Diomaye Faye du PASTEF est toujours Président. Le PASTEF contrôle le Parlement. Et surtout, il ne faut pas l’oublier, le Sénégal est stable. Tandis qu’Ousmane SONKO requinque et rallume la flamme militante du PASTEF, Diomaye Faye magistralement élargit ses bras pour ratisser dans les autres partis politiques en contenant et éteignant les étincelles des vautours de la communauté internationale. Les deux savent d’où ils viennent et où ils s’en vont.
Sonko, qui ne change pas de parole a tenu à rassurer que le Parlement ne sera pas le cimetière politique de Diomaye Faye.

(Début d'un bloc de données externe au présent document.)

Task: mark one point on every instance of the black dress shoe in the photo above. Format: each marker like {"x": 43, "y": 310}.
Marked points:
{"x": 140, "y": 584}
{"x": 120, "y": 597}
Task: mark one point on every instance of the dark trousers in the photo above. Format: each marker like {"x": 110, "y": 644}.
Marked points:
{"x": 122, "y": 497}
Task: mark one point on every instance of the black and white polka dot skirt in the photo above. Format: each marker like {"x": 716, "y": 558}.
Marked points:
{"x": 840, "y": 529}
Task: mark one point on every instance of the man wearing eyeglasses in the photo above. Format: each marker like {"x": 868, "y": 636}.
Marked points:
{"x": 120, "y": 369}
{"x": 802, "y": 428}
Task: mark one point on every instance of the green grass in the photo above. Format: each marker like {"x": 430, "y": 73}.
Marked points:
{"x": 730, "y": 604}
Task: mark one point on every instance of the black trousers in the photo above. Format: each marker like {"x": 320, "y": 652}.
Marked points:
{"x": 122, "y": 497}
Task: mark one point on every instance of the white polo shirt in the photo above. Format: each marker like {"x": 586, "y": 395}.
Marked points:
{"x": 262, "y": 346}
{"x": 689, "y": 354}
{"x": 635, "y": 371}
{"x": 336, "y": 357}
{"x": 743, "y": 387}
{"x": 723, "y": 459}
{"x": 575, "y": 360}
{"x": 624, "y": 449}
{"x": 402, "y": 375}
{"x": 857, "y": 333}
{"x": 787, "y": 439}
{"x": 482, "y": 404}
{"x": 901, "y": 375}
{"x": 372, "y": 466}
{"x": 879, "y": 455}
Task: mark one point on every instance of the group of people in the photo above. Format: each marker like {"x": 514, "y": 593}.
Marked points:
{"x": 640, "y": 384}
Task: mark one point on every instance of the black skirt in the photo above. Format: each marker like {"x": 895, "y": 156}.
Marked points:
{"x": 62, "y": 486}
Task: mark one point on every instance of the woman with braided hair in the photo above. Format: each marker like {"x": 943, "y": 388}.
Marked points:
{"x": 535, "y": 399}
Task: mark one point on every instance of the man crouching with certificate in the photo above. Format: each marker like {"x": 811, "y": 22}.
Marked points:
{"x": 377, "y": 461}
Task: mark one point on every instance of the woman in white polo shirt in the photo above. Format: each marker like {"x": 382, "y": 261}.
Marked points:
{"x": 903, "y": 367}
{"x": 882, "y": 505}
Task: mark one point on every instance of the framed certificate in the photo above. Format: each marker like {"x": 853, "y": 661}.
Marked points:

En plus, Diomaye Faye a magistralement esquivé le piège tendue par l’opposition de la sophiste avocate Maitre Aissata Tall Sall qui faisait une belle équipe avec Maitre Bocounta Diallo, dans le procès très médiatique des généraux Lassana Palenfo et Abdoulaye Coulibaly en 2001 ; Un véritable régal et lieu de formation en Droit à l’époque. Des plaidoyers qui nous ont façonnés.
Là où l’opposition s’attendait à ce que le buteur du PASTEF ( Dimoaye Faye) blesse le Défenseur du Pastef (Sonko), Bachirou Diomaye Faye s’abstient de saisir le Conseil Constitutionnel.
En somme, en plus du Plan B, qui demeure et produit ses bons fruits, un Plan C est actionné positionnant Sonko au Parlement.
Au Sénégal de Cheickh Anta Diop, Senghor, et du footballeur, Jules Francois Bocandé, on sait aller au-delà du nombrilisme pour penser à la NATION.
Et si d’aventure, en 2029, le jeune Diomaye Faye, garde son sang-froid, comme Sonko qui aura également fait preuve de haute politique sans chercher à écourter le Mandat en cours de Faye, pourquoi ne laisserait il pas la place à Sonko faire un mandat ?
Ce serait le plan D.
Le temps pour Faye de se prépare pour revenir 8 ans après sa période sabbatique. Ce serait le Plan E. Le Sénégal et le Bénin sont les métronomes de la démocratie en Afrique de l’Ouest.
Ce palmarès vaut son pesant d’or. Le Sénégal politique est différent de la Cote d’Ivoire politique. Notons-le.
KOUAKOU Dapa Donacien
Juriste. Ex-Coordonnateur Régional PPA-CI Gontougo
Promoteur de Plan B au PPA-CI suspendu.